Apart from futex, there were other talks to highlight. As a trend in recent Plumber editions, Rust was once again a hot topic in the conference. From a single session at LPC 2020, this year we had Rust in the main track, in the Maintainers Summit and its own Microconference. The initial mistrust of adding a second language to the kernel is long gone, and now the conversations are around the final bits on how to get it merged (Will the patches go though the maintainers tree, or directly to Torvalds? Which Rust version to use? Stable or unstable?). This whole effort is a good showcase of the conference ability to join efforts from different companies, communities and projects along the stack (GCC, clang) to solve complex problems together. Oh, and if you are wondering, Rust will likely be available in Linux 6.1 or 6.2.

From the GPU world we had a session to discuss how to deal with accelerator drivers in the kernel, as there’s some disagreement on how to accept (and where to accept) these new drivers. Along with that, a BoF to talk about getting a userspace console to be used in case the graphics stack crashes and how to get an implementation of cgroups for GPUs.

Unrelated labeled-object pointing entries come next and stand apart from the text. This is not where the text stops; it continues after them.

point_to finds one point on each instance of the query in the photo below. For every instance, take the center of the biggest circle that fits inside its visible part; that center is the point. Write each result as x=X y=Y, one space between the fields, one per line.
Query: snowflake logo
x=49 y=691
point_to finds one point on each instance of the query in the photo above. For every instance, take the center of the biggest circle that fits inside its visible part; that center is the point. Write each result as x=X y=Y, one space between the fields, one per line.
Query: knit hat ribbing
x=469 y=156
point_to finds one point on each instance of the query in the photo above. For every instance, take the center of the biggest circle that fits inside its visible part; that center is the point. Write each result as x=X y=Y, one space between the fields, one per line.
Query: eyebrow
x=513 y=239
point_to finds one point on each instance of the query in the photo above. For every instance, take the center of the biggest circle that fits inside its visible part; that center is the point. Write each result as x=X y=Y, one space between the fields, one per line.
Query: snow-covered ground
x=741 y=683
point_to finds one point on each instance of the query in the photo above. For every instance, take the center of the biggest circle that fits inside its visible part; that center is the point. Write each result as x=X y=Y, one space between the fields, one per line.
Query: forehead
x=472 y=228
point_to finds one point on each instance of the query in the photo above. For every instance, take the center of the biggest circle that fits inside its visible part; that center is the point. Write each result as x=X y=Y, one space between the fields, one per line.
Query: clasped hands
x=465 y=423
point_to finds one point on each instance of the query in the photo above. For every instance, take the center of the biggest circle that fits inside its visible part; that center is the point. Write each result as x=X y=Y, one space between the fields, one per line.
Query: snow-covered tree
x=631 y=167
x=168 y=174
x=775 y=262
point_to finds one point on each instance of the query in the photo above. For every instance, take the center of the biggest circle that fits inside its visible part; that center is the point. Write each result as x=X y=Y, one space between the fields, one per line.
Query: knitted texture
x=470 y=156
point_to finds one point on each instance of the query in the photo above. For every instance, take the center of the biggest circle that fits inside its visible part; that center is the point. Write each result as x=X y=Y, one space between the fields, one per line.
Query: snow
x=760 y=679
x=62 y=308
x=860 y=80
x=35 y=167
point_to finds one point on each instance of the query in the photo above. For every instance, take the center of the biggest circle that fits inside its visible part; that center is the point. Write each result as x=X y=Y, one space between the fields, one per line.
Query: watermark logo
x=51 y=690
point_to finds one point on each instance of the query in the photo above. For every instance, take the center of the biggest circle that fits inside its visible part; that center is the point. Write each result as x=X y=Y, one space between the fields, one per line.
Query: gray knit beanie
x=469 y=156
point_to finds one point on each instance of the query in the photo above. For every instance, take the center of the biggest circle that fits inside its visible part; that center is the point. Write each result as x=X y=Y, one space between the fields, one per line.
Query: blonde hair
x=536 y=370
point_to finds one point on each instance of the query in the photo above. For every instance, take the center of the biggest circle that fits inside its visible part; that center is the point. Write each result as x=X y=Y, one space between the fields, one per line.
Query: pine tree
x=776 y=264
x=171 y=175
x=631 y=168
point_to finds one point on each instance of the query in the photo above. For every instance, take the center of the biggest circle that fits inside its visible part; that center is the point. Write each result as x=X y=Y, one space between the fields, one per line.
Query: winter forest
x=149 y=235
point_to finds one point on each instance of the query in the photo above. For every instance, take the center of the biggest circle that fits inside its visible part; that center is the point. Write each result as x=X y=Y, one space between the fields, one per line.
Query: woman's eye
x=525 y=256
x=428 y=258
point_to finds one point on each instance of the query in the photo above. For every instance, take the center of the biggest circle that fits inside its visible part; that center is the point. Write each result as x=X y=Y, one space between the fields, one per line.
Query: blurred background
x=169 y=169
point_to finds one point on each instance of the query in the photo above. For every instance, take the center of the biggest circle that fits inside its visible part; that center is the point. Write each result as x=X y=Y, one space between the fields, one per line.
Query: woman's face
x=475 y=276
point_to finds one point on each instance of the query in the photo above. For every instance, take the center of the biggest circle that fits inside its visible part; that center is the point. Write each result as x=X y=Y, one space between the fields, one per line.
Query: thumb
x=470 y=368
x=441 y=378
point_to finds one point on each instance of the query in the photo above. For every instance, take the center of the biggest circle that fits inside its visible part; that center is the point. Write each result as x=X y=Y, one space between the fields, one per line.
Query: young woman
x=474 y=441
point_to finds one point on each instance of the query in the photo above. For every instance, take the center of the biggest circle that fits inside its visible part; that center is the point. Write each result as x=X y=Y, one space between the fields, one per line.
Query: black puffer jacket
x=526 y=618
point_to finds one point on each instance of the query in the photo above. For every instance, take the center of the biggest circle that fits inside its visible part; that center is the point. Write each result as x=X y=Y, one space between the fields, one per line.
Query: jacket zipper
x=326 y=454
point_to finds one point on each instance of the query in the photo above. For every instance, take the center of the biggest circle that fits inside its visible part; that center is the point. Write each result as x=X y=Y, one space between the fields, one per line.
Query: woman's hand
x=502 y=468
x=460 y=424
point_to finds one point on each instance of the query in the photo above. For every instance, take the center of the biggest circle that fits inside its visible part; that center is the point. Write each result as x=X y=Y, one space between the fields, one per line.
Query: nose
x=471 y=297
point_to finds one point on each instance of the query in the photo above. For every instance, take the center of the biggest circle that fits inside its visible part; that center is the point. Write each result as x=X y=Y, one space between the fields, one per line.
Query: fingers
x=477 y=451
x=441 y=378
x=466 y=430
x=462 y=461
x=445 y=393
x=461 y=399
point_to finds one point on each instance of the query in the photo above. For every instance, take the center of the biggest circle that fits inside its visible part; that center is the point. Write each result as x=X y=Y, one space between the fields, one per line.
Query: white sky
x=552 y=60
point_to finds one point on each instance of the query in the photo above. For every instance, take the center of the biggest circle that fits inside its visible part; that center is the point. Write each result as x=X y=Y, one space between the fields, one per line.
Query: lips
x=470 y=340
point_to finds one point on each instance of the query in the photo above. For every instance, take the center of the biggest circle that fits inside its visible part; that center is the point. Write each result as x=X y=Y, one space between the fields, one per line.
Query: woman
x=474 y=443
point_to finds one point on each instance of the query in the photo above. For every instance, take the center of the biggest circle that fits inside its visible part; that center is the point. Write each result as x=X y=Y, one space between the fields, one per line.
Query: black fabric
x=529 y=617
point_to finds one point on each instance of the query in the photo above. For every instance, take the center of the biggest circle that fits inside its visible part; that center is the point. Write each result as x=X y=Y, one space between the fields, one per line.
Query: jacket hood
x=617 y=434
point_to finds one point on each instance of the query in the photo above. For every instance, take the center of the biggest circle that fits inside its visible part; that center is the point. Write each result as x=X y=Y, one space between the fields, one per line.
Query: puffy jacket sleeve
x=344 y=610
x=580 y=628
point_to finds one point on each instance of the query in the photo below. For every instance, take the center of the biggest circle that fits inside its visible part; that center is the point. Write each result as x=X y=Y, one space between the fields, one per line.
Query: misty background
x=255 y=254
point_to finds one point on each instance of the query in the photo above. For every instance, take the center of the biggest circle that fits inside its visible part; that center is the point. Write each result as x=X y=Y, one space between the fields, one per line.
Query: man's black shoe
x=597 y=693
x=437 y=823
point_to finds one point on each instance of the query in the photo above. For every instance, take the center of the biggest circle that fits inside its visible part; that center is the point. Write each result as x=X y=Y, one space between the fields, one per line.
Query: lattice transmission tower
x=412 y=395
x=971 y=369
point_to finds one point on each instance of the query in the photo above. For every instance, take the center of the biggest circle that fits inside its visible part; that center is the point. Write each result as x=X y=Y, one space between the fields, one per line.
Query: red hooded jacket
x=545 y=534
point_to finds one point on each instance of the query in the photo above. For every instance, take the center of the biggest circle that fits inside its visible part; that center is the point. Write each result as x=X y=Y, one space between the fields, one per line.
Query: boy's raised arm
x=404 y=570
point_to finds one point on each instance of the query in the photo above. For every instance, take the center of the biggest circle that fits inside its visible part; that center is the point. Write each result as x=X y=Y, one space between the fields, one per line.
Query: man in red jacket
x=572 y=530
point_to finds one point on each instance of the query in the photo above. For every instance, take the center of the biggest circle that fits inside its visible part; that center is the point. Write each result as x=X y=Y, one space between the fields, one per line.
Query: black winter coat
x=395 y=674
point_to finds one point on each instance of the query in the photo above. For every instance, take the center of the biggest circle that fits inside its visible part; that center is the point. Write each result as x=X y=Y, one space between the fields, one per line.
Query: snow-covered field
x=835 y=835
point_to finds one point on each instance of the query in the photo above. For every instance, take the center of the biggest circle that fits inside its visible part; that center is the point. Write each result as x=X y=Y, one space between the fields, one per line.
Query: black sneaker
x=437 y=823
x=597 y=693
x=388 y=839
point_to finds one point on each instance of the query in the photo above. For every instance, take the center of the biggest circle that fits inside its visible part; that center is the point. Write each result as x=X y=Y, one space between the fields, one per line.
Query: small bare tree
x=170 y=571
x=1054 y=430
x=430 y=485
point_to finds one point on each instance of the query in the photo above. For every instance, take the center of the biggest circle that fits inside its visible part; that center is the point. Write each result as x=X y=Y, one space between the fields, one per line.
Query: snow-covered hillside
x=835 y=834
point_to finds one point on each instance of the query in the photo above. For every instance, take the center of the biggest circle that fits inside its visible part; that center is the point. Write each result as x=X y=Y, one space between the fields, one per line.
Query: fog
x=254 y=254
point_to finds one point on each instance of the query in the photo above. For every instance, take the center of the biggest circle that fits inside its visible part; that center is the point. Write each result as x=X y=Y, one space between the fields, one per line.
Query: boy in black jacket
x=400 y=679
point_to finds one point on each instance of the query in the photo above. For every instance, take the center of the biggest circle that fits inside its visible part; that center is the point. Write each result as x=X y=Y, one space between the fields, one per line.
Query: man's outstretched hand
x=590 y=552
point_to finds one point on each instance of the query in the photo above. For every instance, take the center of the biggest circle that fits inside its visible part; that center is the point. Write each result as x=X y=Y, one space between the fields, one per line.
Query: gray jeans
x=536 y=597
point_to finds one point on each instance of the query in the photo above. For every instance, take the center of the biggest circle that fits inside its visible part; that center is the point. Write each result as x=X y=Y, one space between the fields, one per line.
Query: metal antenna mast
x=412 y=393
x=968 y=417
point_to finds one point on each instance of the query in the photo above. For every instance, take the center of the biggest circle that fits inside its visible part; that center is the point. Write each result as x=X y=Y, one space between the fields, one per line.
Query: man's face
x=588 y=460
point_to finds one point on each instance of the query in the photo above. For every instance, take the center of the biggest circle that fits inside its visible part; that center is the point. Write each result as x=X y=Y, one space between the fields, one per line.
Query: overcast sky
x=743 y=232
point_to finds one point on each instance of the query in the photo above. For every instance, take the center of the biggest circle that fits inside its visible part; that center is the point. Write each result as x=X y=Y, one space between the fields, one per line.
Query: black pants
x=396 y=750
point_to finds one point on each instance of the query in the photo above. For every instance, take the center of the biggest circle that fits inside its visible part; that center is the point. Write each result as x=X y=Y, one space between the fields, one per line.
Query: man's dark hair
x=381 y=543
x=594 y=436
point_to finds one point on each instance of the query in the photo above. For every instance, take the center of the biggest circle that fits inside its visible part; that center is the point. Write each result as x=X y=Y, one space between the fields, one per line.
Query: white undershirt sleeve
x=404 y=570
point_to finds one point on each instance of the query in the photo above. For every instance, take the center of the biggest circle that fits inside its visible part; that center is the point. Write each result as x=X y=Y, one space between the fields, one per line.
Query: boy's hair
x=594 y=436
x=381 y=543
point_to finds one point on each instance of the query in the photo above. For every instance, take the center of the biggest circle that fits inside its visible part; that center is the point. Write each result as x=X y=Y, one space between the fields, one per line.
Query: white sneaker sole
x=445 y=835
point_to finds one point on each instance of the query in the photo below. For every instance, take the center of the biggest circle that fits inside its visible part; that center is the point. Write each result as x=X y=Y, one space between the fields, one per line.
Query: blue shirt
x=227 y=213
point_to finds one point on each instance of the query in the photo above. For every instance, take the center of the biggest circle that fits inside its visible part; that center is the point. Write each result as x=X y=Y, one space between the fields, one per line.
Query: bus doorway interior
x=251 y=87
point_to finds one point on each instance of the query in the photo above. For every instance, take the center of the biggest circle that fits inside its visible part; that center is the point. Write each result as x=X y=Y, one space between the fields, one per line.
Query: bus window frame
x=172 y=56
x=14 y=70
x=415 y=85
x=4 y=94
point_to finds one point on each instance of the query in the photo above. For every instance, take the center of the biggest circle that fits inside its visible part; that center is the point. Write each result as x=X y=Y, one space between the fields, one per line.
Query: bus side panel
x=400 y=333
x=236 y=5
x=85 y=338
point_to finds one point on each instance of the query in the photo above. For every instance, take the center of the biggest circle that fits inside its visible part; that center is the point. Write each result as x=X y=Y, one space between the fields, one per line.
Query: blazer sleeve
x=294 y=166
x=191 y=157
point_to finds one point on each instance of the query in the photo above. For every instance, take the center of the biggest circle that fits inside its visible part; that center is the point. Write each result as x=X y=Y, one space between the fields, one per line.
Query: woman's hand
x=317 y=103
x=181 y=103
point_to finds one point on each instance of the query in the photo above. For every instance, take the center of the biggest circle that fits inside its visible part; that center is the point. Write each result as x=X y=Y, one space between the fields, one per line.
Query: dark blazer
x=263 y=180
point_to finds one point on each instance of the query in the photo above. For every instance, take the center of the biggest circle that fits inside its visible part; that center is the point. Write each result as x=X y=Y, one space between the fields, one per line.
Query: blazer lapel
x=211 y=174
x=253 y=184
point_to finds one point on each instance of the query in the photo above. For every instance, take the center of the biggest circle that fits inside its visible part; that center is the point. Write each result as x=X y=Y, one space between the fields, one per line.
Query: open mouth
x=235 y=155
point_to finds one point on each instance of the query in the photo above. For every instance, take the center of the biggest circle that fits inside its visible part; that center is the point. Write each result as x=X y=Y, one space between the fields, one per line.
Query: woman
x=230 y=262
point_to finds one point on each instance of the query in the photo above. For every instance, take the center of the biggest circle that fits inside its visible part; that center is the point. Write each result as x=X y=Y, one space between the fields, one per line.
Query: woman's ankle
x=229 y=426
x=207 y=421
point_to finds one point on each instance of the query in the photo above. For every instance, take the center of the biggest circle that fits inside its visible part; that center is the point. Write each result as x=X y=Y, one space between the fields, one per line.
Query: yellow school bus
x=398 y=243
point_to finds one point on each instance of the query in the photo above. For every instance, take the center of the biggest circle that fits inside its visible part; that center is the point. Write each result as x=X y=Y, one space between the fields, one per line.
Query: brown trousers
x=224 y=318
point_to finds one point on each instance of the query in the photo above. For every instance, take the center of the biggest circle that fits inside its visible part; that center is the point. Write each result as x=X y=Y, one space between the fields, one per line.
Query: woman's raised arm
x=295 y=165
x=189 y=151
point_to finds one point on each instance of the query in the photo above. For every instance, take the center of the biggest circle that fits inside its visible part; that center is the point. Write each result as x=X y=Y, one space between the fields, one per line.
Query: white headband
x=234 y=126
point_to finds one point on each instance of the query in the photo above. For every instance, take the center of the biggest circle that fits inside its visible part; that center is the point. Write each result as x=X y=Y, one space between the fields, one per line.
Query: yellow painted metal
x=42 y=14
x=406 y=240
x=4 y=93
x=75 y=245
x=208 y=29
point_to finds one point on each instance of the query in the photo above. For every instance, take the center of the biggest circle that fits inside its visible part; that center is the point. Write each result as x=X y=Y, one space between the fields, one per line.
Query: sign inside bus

The Kernel Testing & Dependability Microconference was a stage to get news from testing tools, like syzbot, kselftests, KernelCI and KUnit. There was some discussion on how to integrate all frameworks as well, given that there’s a lot of testing nowadays, but not much communication and deploying of all this. Last but not least, Tales Aparecida (my GSoC mentee) presented the challenges of using KUnit to test device drivers.

That’s it for 2022 edition. Thanks Igalia for sponsoring my travel to LPC and see ya next year!